If you have concurrent producers and consumers, you really want the
producer to actually have fully prepared the data before it's visible to
the consumer, which means you need to have a full barrier before
incrementing queue_length.
But you're now incrementing it by just atomic_add(), and atomic_t.txt
says:
- RMW operations that have no return value are unordered;
So I think the producer should have
/*
* adding to queue_length makes the prepared buffers
* visible to the consumer, ensure they're actually
* completely written/visible before
*/
smp_mb__before_atomic();
atomic_add(...);
Or so?
> + atomic_sub(advance, &qi->queue_depth);
>
> - if (qi->queue_depth == 0) {
> - qi->head = 0;
> - qi->tail = 0;
> - }
> - queue_depth = qi->queue_depth;
> - spin_unlock(&qi->tail_lock);
> - return queue_depth;
> + return atomic_read(&qi->queue_depth);
Or just use atomic_sub_return()? Though that also implies a barrier,
which I think isn't needed on the consumer side.

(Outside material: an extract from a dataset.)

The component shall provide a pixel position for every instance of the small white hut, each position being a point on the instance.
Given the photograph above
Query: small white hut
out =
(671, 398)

However I think it's clearer to just remove the return value and make
this function void.
> static int vector_advancetail(struct vector_queue *qi, int advance)
> {
> - int queue_depth;
> -
> qi->tail =
> (qi->tail + advance)
> % qi->max_depth;
> - spin_lock(&qi->head_lock);
> - qi->queue_depth += advance;
> - queue_depth = qi->queue_depth;
> - spin_unlock(&qi->head_lock);
> - return queue_depth;
> + atomic_add(advance, &qi->queue_depth);
> + return atomic_read(&qi->queue_depth);
> }
Or maybe here instead of the barrier use atomic_add_return() which
implies a full barrier on both sides, but I don't think you need that,
the barrier before is enough?
> @@ -411,61 +386,58 @@ static int vector_send(struct vector_queue *qi)
> int result = 0, send_len, queue_depth = qi->max_depth;
>
> if (spin_trylock(&qi->head_lock)) {
[...]
> + /* update queue_depth to current value */
> + queue_depth = atomic_read(&qi->queue_depth);
> + while (queue_depth > 0) {
I think it'd be clearer to write this as
while ((queue_depth = atomic_read(...))) {
and simply not modify the queue_depth to the return value of
consume_vector_skbs() here:
[...]
> + if (result > 0) {
> + queue_depth =
> + consume_vector_skbs(qi, result);
> + /* This is equivalent to an TX IRQ.
> + * Restart the upper layers to feed us
> + * more packets.
> */
> - if (result != send_len) {
> - vp->estats.tx_restart_queue++;
> - break;
> - }
> + if (result > vp->estats.tx_queue_max)
> + vp->estats.tx_queue_max = result;
> + vp->estats.tx_queue_running_average =
> + (vp->estats.tx_queue_running_average + result) >> 1;
> + }
> + netif_wake_queue(qi->dev);
> + /* if TX is busy, break out of the send loop,
> + * poll write IRQ will reschedule xmit for us
> + */
> + if (result != send_len) {
> + vp->estats.tx_restart_queue++;
> + break;
> }
> }
The loop doesn't need queue_depth until it goes back to the beginning
anyway.
(it probably also never even executes twice unless you actually have SMP
or preemption?)
> @@ -675,11 +647,13 @@ static void prep_queue_for_rx(struct vector_queue *qi)
> struct vector_private *vp = netdev_priv(qi->dev);
> struct mmsghdr *mmsg_vector = qi->mmsg_vector;
> void **skbuff_vector = qi->skbuff_vector;
> - int i;
> + int i, queue_depth;
> +
> + queue_depth = atomic_read(&qi->queue_depth);
>
> - if (qi->queue_depth == 0)
> + if (queue_depth == 0)
> return;
> - for (i = 0; i < qi->queue_depth; i++) {
> + for (i = 0; i < queue_depth; i++) {
> /* it is OK if allocation fails - recvmmsg with NULL data in
> * iov argument still performs an RX, just drops the packet
> * This allows us stop faffing around with a "drop buffer"
> @@ -689,7 +663,7 @@ static void prep_queue_for_rx(struct vector_queue *qi)
> skbuff_vector++;
> mmsg_vector++;
> }
> - qi->queue_depth = 0;
> + atomic_set(&qi->queue_depth, 0);
atomic_read() and then atomic_set() rather than atomic_sub() seems
questionable, but you didn't have locks here before so maybe this is
somehow logically never in parallel? But it is done in NAPI polling via
vector_mmsg_rx(), so not sure I understand.
> @@ -987,7 +961,7 @@ static int vector_mmsg_rx(struct vector_private *vp, int budget)
> * many do we need to prep the next time prep_queue_for_rx() is called.
> */
>
> - qi->queue_depth = packet_count;
> + atomic_add(packet_count, &qi->queue_depth);
>
> for (i = 0; i < packet_count; i++) {
> skb = (*skbuff_vector);
especially since here you _did_ convert to atomic_add().